Well, fear not, all ye multitudes of proud owners of Araceli Limcaco Dans paintings. She’s only revealing her innate mischief, turning it into attractive illustrations for Nestor Torre’s children’s book.
Torre had asked his good friend Cheloy for just one illustration. She got so carried away and came up with 20 or so – boy and pig nuzzling (leeps to leeps!). Or Boni (the boy) imagining disguising Calypso before they run away, pig in granny glasses and scarf, pig as Batman, you get the drift.
Excellent artists never stay in one place, constantly reinventing their work as they evolve from one phase to the next, searching for new expression. That, Cheloy has done all her life since she was 12 and rendering propaganda art for the guerrillas in World War II.

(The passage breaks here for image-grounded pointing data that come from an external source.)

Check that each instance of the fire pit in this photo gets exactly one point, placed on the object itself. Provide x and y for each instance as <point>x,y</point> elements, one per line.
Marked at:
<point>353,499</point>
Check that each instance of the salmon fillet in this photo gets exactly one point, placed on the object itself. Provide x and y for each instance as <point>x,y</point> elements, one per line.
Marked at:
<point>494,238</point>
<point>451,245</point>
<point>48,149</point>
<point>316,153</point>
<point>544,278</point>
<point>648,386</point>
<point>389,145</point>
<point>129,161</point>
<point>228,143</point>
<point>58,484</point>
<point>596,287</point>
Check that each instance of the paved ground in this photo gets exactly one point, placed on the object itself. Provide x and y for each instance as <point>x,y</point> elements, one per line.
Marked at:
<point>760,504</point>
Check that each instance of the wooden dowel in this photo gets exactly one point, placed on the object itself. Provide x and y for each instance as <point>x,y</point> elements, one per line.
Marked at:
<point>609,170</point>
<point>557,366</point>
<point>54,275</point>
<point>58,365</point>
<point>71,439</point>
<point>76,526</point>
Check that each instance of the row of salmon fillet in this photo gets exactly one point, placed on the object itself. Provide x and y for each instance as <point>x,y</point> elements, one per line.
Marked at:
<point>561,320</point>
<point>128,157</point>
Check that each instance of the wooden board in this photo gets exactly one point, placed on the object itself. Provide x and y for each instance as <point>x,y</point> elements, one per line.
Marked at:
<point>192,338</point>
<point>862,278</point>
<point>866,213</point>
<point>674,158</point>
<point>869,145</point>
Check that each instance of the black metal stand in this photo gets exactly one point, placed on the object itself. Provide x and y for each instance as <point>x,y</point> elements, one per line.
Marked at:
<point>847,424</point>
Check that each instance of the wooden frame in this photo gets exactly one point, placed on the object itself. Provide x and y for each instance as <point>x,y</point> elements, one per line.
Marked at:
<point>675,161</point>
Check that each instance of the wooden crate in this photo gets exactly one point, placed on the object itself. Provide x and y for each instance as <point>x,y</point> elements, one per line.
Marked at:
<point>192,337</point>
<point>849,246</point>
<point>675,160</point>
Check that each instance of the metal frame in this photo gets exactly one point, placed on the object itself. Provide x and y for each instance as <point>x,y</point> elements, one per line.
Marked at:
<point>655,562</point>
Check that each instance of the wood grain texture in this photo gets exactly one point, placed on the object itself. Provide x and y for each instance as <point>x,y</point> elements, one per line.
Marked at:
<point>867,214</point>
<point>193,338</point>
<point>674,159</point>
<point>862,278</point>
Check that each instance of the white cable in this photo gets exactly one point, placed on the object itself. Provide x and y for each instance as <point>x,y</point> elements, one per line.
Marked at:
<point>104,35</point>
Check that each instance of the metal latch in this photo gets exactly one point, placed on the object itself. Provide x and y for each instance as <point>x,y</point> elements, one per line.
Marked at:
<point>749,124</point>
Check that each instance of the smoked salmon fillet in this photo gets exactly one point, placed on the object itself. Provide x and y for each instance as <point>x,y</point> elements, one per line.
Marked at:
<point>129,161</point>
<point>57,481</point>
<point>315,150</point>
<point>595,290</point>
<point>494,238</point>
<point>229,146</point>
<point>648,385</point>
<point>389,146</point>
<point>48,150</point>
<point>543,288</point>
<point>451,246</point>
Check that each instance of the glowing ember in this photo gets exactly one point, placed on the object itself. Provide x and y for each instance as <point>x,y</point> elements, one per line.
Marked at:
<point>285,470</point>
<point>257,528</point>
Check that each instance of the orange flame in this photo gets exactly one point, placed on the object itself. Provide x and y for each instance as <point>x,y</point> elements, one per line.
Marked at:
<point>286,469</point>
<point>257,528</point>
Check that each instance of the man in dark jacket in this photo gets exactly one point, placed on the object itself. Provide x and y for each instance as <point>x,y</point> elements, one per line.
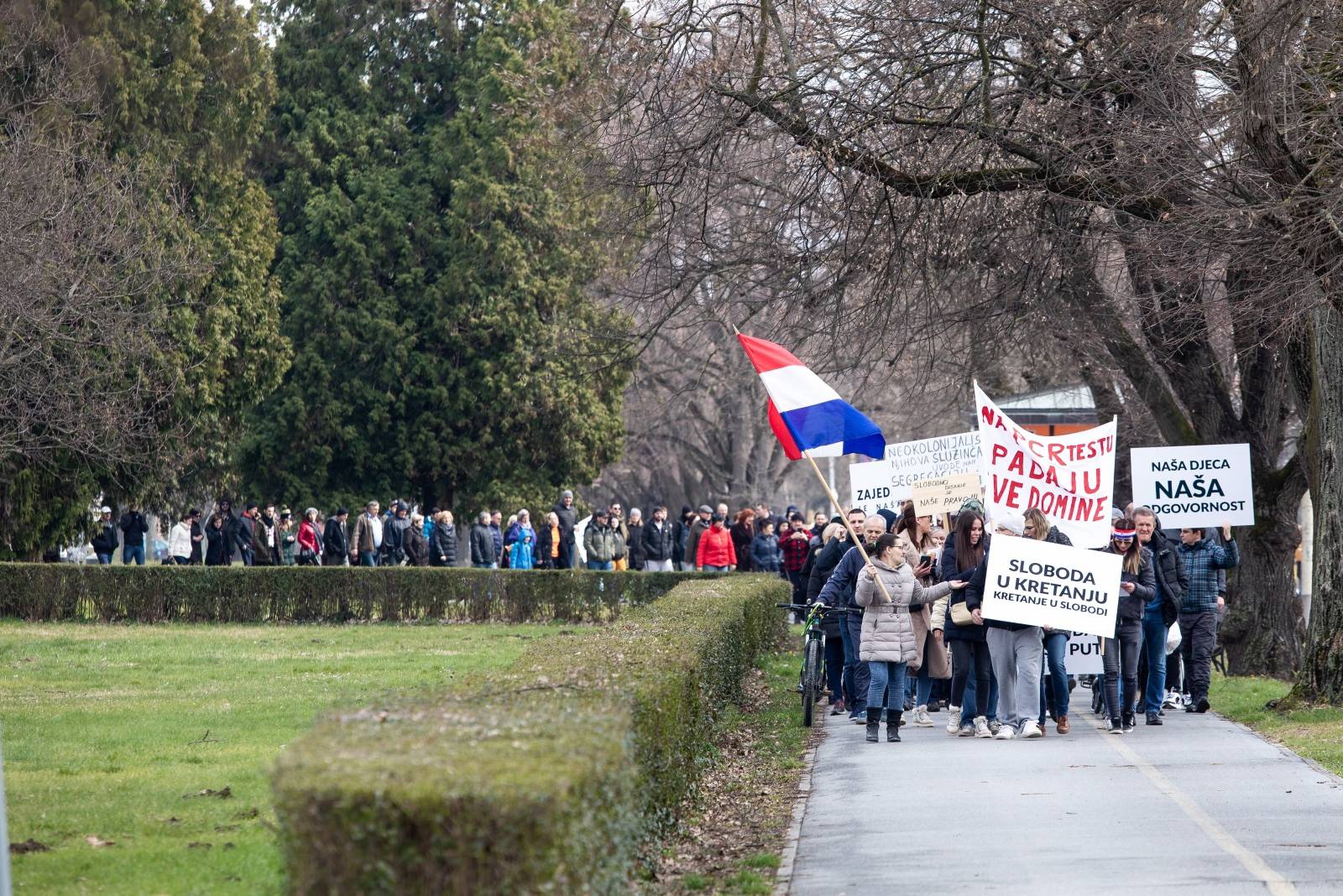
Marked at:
<point>1162,611</point>
<point>198,537</point>
<point>105,538</point>
<point>1202,602</point>
<point>394,535</point>
<point>246,531</point>
<point>635,541</point>
<point>133,530</point>
<point>483,544</point>
<point>698,528</point>
<point>680,535</point>
<point>658,542</point>
<point>265,541</point>
<point>568,517</point>
<point>497,537</point>
<point>1016,651</point>
<point>839,591</point>
<point>336,538</point>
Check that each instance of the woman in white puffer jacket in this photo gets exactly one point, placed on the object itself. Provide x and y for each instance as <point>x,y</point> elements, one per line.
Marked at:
<point>888,633</point>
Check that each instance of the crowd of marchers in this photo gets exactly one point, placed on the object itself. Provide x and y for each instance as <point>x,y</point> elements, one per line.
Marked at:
<point>919,642</point>
<point>400,534</point>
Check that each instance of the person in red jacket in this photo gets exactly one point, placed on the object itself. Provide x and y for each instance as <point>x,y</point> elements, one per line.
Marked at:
<point>716,553</point>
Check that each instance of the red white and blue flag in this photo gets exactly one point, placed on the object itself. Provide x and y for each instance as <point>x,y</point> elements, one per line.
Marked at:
<point>807,414</point>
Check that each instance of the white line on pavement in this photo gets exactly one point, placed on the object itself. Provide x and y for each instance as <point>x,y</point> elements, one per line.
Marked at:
<point>1276,884</point>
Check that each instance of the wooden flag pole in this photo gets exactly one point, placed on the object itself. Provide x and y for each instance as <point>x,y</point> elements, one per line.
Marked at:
<point>834,499</point>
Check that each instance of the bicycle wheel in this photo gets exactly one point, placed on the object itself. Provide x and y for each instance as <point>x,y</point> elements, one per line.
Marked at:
<point>810,675</point>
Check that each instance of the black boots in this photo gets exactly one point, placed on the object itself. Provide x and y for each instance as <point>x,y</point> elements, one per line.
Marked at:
<point>873,723</point>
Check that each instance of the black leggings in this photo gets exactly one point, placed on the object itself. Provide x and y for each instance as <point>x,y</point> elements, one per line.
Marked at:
<point>964,655</point>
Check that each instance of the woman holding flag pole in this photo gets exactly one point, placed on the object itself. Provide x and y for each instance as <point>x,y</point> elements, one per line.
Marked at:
<point>810,420</point>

Trained by Fernando Amorsolo, whom she so impressed with her talent, he allowed her to graduate from UP with a Bachelor of Fine Arts degree in three years instead of four. She kept right on painting and also kept having children, 10 in all, after she married José Dans Jr. To keep them busy, she filled cartons with odds and ends of scrap material for them to fashion into creative little toys and artful objects.
She also taught Art at Ateneo’s grade school, eventually forming the Philippine Art Educators Association, spreading the faith for public- and private-school teachers in all 13 regions. She and Nestor Torre teamed up in the Ateneo Educational Television program, he as director and she as art educator. The show won the Citizens Award for Television for the Best Educational Program Series in 1967.
Abroad, she held one-woman exhibits at Villa Museé in Fragonard, France, and in the Philippine pavilion of the 1992 Work Exposition in Sevilla, Spain. She was also part of a group exhibition in Beijing.
Among several dozen exhibits, her latest was a blockbusting 184 pieces in Ayala Museum a few months ago. During the month-long show, she and Nestor launched “Calypso; the Pig that Almost Became Lechon,” to wide acclaim.
The book is available in Ayala Museum.